Click on the Add button. This will open a browser which lets you find additional .IMG files to add to your virtual media collection. Navigate to wherever your DOS install disks are located, select all of them, then hit OK. Do the same for your Windows install disks.
Now that you’ve got a list of all your disks, click the first DOS installation disk and click Select. You’ll see in the storage settings menu that that disk is now loaded into your virtual PC’s virtual floppy drive. Click OK to exit the setting menu.
You’re finally ready to fire up your virtual PC. Select it, then click Start. If you’ve done everything right, the DOS installer will start with your new PC. Simply follow the instructions on screen.

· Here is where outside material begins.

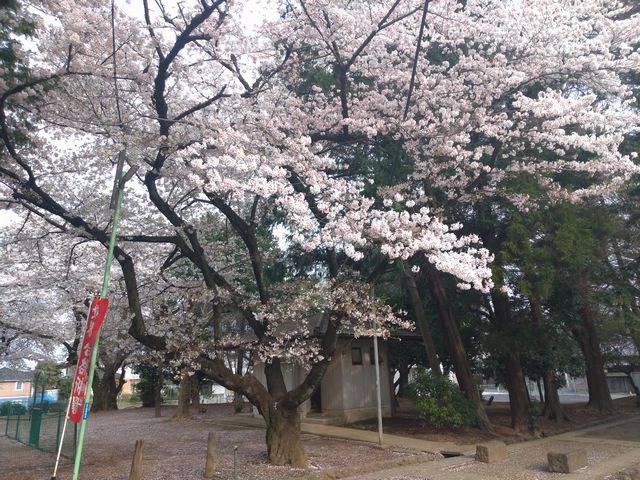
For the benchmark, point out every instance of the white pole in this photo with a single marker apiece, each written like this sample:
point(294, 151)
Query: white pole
point(377, 362)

When you’re installing DOS, the installation may hang at “Formatting Drive C:” If it does this, you’ll need to do the following:
1) Reset your virtual PC
2) Hit the F8 key as the box loads
3) You’ll be asked if you want to load individual files. Agree to the first file, then choose not to load AUTOEXEC.BAT
4) Type format to manually format your C Disk (of course, remember that this is just the virtual machines C disk, not your actual PC’s.

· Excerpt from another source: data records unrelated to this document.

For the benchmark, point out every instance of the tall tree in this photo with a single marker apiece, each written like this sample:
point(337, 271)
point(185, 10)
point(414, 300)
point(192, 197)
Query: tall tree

5) Type setup to resume the DOS setup.
When DOS is installing, you’ll be asked to switch out CDs. To do that, first release your mouse by pressing the right control key, then click on the Devices menu at the top of the window, select Floppy Devices and pick the next install disk. You have to do it this way because while the machine is running you cannot access the settings menu.
Finally, your DOS installation should be complete.

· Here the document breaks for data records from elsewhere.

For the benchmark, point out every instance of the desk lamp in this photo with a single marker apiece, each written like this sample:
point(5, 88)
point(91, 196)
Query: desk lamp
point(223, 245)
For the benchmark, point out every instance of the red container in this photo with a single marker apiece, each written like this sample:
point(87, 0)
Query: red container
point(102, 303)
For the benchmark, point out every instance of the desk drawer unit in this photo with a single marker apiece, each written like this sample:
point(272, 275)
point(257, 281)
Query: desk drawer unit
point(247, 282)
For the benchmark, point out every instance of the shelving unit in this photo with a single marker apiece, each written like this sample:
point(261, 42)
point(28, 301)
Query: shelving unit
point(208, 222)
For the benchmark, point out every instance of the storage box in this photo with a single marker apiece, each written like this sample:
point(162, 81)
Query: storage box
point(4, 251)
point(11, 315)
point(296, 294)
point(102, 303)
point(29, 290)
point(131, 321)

The final step is to install Windows itself. This is actually pretty straightforward. Just switch the floppy disk the same way, selecting the first Windows install disk, then navigate to your floppy drive in DOS by typing A: and hitting enter. Finally, enter the command setup to run the Windows 3.1 installer.
You can select the Express Setup option, and then the only other thing you’ll really need to do is switch out the floppy disks, like you did with the DOS installer. You’ll be asked for your username in the middle of the installation, and to verify a few other options, but that’s pretty much it.
When Windows 3.1 starts up for the first time, you’ll be given the option to take a pretty hilarious tutorial about how to use a mouse. If you decline, you’ll be asked to restart your computer.
After you restart, you’ll find yourself back in DOS. To get back into Windows, type win.
And that’s it. You’re now getting the full Windows 3.1 experience. Check out the astounding visuals, marvel at the lack of a start bar and think deeply on the fact that just 18 years ago we thought this was pretty darn cool. If you want to complete the experience, find some old games on floppy images, and try running them through Windows.